This year will be the start of major environmental changes for the healthcare industry following a shift in the balance of power in Washington, D.C. and the states. Avalere experts anticipate repeal of the Affordable Care Act (ACA) along with broader efforts to restructure entitlement programs, which introduces the potential for a range of new tax and other programmatic ideas.
At the same time, Avalere experts expect a continuation of many existing trends — including, most importantly, the shift from volume to value in healthcare markets. This shift will position providers in the center of healthcare change, leading to increased demands for data and a growing role for quality measurement in payment systems.
A focus on the consumer is also a major facet of the environment that deserves attention. Digital health technology will increasingly place the consumer at the center of decision making and change the way patients access healthcare. At the same time, lower-cost insurance benefit designs with higher out-of-pocket costs, more limited access to drugs, and narrower provider networks will continue to spread.
Avalere experts are looking at 10 specific trends in 2017:
- Election Results Will Directly Affect Insurance Coverage: In addition to the repeal of the ACA, Avalere experts predict the new Congress and Administration will look to make changes to the Medicare and Medicaid programs, including ways to cap spending, put more control in the hands of states, and increase the role of private plans in the programs.
- Costs of Employer Benefits Continue to Be Shifted to Workers: As employer-sponsored plans take on the benefit innovations adopted by the ACA marketplaces (e.g., narrow networks, higher out-of-pocket costs, limited formularies) to achieve lower premiums, the consumer is put at the center of the healthcare purchasing decision and exposed to more of the costs. Avalere experts predict this could shift employee behavior to choose lower-premium health plans, seek care from lower-cost providers, or forgo services.
- Drug Pricing Threat Diminished but Not Forgotten: Avalere experts predict market-driven approaches will be enacted in the context of entitlement reform, or via other means, as a way to curb high drug prices.
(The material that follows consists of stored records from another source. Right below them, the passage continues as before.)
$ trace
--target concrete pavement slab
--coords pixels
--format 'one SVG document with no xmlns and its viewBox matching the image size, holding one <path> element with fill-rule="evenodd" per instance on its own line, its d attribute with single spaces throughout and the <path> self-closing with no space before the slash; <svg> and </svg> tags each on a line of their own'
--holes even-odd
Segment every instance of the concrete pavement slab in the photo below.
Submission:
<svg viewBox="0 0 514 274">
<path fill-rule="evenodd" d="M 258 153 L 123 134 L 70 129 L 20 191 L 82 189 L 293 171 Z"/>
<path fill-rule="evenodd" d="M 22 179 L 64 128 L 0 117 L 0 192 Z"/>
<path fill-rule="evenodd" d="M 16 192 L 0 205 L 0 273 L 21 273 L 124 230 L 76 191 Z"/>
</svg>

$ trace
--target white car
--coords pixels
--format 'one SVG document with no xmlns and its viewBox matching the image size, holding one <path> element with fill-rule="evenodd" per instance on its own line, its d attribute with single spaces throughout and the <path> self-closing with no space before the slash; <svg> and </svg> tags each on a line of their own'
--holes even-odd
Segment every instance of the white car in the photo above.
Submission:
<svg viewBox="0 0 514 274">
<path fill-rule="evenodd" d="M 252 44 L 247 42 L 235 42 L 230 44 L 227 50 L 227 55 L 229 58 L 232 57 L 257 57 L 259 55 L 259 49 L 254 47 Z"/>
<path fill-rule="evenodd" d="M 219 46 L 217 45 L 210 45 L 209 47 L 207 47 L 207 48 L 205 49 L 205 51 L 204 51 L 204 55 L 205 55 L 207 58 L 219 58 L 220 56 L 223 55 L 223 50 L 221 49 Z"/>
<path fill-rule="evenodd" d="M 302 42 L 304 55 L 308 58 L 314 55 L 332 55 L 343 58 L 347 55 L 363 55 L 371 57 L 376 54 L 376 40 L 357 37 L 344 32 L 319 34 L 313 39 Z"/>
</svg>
These could include policies that emphasize outcomes-based contracts, reforms to the Food and Drug Administration (FDA), or ways to increase transparency in the system.
- Payers Respond to Biosimilar Market Competition: In 2017, according to Avalere experts, payers will need to determine whether they will substitute biosmilars for innovator products, as more biosimilars are approved by the FDA and become commercially available, or rely on competition to drive price discounts across all types of prescription drugs.
- Outcomes-Based Contracting Shapes Drug Purchasing: Experts from Avalere predict that, amidst concerns about drug prices, outcomes-based contracts between manufacturers, payers, and providers could be used as a market-based solution to address drug costs and improving patient outcomes in 2017.
- Value-Based Payment Becoming a Reality: The move toward value-based payment will continue in 2017 as more public and private payers adopt these models across more conditions and provider types, according to Avalere experts. Value-based care models enjoy bipartisan support. Furthermore, the Center for Medicare and Medicaid Innovation is testing value and delivery reform across 46 programs, and there are over 800 Accountable Care Organizations nationwide.
- Proliferation of Quality Measures: The existing measure development process is slow and costly, and as a result, measurement gaps remain for certain diseases, care settings, and patient-reported outcomes. Experts from Avalere predict the U.S. could experience a rapid proliferation of measures via the Medicare Quality Payment Program’s qualified clinical data registries.
- New Care Models Demand Optimal Use of Post-Acute Care: According to Avalere experts, new care models will focus on improving post-acute care for patients recently discharged from the hospital—a major driver of healthcare spending. In 2017, payers and providers may seek to optimize post-acute care patterns to improve outcomes, reduce readmissions, and lower overall costs.
- Value Frameworks Must Evolve to Encourage Adoption: According to Avalere experts, value frameworks could be used to inform decision making by patients and providers, and to assess coverage in health plans; however, they have had limited impact to date. Improvements in transparency and the inclusion of the patient’s voice in models could spur their adoption in 2017.
- Digital Health Is Transforming Patient Engagement: Innovations like web-based coaching, cloud-based self-management programs, real-time monitoring, and online urgent care clinics are transforming how care is delivered and how patients engage in the healthcare system. In 2017, these innovations will move from the testing phase and be scaled out in an effort to improve care while lowering costs, according to experts at Avalere.